ComfyUI Model reloads for every API request, adding additional 15sec to each inference request. Issue with indexing.

This is a critical bug, but probably a quick fix for the devs.

To get a little more objective, in API mode it's taking ~13-20 seconds for each API call, or ~3.0 seconds through the UI, for the same request. This is completely because of model reloading.

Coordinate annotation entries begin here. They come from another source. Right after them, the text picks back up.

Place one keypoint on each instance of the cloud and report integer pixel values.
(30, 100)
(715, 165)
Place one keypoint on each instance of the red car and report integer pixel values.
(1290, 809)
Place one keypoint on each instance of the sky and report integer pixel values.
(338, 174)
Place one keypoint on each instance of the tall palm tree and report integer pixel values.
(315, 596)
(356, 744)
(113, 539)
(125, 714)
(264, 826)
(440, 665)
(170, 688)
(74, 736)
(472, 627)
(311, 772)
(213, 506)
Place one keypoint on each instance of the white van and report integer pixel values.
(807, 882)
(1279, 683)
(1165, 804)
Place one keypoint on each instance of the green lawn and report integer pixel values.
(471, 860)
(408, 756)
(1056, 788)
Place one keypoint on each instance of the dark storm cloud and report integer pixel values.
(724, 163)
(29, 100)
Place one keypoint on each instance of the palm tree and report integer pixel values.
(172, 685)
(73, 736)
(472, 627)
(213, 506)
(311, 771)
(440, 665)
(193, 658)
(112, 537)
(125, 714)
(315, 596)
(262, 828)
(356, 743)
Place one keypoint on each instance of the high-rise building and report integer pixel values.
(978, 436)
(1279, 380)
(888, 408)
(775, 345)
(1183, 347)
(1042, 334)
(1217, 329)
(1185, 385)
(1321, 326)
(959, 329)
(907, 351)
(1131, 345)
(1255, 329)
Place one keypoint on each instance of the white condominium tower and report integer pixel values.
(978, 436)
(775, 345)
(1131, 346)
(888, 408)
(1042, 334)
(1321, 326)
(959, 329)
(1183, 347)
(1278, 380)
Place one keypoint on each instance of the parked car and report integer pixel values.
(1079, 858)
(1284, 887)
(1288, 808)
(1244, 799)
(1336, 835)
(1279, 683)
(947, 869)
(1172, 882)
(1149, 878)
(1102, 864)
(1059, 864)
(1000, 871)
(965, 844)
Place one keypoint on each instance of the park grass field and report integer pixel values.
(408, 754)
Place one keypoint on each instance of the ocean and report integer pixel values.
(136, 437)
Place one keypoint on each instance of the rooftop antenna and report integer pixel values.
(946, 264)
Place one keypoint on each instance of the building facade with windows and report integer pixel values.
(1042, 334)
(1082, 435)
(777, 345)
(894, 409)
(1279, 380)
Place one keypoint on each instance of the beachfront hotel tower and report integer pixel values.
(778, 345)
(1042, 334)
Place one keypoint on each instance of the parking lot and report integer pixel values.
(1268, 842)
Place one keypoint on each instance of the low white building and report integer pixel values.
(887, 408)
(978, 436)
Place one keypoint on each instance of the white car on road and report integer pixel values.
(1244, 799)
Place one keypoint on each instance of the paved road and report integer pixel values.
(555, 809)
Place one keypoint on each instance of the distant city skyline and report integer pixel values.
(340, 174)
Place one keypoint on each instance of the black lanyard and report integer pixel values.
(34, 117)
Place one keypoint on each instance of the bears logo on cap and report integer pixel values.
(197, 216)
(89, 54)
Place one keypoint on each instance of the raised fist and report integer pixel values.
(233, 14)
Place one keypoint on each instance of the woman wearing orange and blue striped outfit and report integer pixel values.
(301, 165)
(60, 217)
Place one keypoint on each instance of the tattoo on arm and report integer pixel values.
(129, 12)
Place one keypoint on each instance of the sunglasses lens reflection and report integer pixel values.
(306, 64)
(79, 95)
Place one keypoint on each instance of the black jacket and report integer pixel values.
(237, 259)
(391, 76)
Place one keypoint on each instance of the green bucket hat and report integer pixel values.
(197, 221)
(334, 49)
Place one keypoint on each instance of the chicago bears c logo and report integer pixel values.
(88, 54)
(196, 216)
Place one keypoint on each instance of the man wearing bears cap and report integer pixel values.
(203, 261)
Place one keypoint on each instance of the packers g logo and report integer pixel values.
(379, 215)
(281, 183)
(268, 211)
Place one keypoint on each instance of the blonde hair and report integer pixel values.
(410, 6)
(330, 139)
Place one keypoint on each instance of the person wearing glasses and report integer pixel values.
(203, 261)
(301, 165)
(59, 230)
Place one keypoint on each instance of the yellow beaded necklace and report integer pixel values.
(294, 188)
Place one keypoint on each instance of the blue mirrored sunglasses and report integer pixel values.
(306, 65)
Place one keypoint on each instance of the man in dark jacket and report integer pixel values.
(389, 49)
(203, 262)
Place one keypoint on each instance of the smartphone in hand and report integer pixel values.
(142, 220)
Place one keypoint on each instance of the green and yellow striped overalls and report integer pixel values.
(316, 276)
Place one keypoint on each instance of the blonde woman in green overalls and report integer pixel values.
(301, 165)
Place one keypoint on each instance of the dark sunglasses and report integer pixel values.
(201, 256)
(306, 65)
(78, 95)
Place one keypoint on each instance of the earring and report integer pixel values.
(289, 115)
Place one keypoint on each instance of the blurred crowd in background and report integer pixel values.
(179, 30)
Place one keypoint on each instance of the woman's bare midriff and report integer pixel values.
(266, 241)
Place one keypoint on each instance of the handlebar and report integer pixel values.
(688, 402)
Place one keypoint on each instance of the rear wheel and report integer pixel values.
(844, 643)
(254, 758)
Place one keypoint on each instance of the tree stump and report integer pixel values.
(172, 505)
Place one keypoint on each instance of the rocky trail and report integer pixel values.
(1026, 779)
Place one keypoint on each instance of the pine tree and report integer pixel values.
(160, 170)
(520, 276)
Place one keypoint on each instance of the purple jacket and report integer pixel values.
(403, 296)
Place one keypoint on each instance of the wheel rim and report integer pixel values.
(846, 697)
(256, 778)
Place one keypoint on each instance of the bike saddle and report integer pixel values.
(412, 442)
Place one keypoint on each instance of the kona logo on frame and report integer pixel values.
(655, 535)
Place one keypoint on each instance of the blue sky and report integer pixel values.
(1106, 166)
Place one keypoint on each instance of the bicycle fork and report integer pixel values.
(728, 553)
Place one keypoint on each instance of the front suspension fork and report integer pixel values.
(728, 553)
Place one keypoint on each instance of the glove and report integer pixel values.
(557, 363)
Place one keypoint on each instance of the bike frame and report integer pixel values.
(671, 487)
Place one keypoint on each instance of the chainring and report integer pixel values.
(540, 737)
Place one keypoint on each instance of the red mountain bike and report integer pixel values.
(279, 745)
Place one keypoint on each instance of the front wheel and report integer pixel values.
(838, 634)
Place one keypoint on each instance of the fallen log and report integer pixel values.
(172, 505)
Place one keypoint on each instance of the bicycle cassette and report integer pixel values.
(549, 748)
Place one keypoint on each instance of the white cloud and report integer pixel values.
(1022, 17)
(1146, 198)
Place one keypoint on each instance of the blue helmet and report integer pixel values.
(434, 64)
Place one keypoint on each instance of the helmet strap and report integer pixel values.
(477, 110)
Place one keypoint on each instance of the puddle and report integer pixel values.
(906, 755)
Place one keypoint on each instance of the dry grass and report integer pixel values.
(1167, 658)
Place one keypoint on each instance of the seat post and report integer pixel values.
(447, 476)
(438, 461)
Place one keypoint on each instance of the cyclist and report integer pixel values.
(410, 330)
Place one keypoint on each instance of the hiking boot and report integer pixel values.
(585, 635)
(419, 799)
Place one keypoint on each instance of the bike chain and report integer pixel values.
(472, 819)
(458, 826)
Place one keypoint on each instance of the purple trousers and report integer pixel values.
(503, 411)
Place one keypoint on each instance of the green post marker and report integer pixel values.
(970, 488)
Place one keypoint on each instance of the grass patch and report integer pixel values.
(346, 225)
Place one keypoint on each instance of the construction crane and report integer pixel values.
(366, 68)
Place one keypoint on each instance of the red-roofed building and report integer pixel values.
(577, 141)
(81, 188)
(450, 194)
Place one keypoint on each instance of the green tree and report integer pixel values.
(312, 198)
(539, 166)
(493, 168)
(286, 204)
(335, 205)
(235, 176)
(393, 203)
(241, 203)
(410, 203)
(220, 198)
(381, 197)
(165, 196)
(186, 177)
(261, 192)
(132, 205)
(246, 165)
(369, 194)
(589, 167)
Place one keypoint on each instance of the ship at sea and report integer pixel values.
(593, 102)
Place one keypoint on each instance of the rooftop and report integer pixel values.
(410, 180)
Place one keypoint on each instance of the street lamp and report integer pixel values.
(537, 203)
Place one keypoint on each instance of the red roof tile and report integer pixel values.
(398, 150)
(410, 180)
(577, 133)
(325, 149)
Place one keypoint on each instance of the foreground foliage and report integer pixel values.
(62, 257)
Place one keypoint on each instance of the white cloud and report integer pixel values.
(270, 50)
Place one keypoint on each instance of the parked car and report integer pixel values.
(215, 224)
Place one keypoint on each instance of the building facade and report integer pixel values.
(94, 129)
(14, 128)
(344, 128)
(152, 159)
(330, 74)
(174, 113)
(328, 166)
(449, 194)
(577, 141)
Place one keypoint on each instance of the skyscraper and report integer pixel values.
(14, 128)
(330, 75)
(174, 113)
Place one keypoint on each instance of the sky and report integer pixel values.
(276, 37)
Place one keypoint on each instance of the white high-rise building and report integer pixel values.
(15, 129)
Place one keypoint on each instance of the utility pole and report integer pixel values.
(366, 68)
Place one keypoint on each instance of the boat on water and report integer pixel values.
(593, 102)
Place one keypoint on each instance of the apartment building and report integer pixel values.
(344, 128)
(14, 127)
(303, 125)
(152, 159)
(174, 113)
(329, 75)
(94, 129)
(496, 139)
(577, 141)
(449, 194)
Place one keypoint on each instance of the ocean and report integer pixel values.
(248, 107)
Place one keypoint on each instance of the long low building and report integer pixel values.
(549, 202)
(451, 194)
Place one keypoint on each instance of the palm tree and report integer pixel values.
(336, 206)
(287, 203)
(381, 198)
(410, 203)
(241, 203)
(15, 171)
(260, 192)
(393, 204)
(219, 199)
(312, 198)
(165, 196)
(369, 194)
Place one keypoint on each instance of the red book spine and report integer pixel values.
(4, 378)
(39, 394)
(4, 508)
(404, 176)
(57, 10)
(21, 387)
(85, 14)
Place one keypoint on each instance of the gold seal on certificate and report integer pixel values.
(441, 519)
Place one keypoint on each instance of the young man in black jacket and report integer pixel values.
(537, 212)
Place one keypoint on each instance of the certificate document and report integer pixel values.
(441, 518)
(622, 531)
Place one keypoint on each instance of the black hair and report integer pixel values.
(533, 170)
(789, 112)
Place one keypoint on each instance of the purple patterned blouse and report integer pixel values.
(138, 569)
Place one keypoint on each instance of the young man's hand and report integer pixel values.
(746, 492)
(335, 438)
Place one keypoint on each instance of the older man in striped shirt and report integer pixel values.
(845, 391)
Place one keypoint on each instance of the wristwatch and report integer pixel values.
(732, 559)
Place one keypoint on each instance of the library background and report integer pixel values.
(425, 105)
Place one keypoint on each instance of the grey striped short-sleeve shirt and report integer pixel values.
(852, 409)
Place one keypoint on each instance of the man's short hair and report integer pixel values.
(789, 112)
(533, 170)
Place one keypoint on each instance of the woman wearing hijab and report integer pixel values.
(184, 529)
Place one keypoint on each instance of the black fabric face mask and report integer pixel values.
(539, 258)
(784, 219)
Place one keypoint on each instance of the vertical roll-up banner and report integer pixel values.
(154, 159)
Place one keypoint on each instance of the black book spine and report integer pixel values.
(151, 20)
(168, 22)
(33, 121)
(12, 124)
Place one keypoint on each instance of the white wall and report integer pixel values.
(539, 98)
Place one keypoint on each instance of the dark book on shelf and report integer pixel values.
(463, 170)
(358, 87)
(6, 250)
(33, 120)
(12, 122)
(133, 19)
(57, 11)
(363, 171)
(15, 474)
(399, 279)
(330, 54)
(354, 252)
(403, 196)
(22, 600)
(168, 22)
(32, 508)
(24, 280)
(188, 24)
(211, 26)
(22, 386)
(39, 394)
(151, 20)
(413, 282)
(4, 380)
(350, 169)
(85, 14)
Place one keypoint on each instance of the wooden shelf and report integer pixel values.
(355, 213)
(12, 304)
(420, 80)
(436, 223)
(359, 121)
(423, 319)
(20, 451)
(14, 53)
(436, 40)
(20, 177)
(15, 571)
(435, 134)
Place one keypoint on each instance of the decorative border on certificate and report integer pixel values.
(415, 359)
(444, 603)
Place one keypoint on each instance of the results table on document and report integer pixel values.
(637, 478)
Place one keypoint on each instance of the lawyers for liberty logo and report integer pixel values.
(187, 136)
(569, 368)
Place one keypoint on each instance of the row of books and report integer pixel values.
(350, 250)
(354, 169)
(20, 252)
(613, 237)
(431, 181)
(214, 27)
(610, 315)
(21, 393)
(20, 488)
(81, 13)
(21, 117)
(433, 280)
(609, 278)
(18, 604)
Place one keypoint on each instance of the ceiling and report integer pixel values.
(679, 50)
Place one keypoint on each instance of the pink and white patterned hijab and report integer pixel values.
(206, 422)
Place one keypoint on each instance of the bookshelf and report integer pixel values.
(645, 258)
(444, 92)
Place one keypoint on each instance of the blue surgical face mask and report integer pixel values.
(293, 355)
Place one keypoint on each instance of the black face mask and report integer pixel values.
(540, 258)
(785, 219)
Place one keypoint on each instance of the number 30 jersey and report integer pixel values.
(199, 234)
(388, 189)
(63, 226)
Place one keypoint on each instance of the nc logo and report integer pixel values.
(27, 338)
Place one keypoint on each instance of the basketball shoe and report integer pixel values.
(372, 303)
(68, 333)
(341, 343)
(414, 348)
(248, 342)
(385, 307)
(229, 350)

In case it helps, a sample of logs:

Requested to load FluxClipModel_
got prompt
loaded partially 7709.3625 7709.36181640625 0
Requested to load Flux
loaded partially 7709.3625 7708.8067626953125 239
100%|█████| 6/6 [00:02<00:00,  1.25s/it]
Requested to load AutoencodingEngine
loaded completely 392.293359375 159.87335777282715 True
Prompt executed in 20.23 seconds
Requested to load FluxClipModel_
loaded partially 7709.3625 7709.36181640625 0
Requested to load Flux
loaded partially 7709.3625 7708.8067626953125 239
100%|█████| 6/6 [00:07<00:00,  1.26s/it]
Requested to load AutoencodingEngine
loaded completely 392.293359375 159.87335777282715 True
Prompt executed in 13.32 seconds
got prompt
Requested to load FluxClipModel_
loaded partially 7709.3625 7709.36181640625 0
Requested to load Flux
loaded partially 7709.3625 7708.8067626953125 239
...

On a whim, I loaded the api workflow in the UI to see if that could somehow force the API model to remain loaded, but alas it does not.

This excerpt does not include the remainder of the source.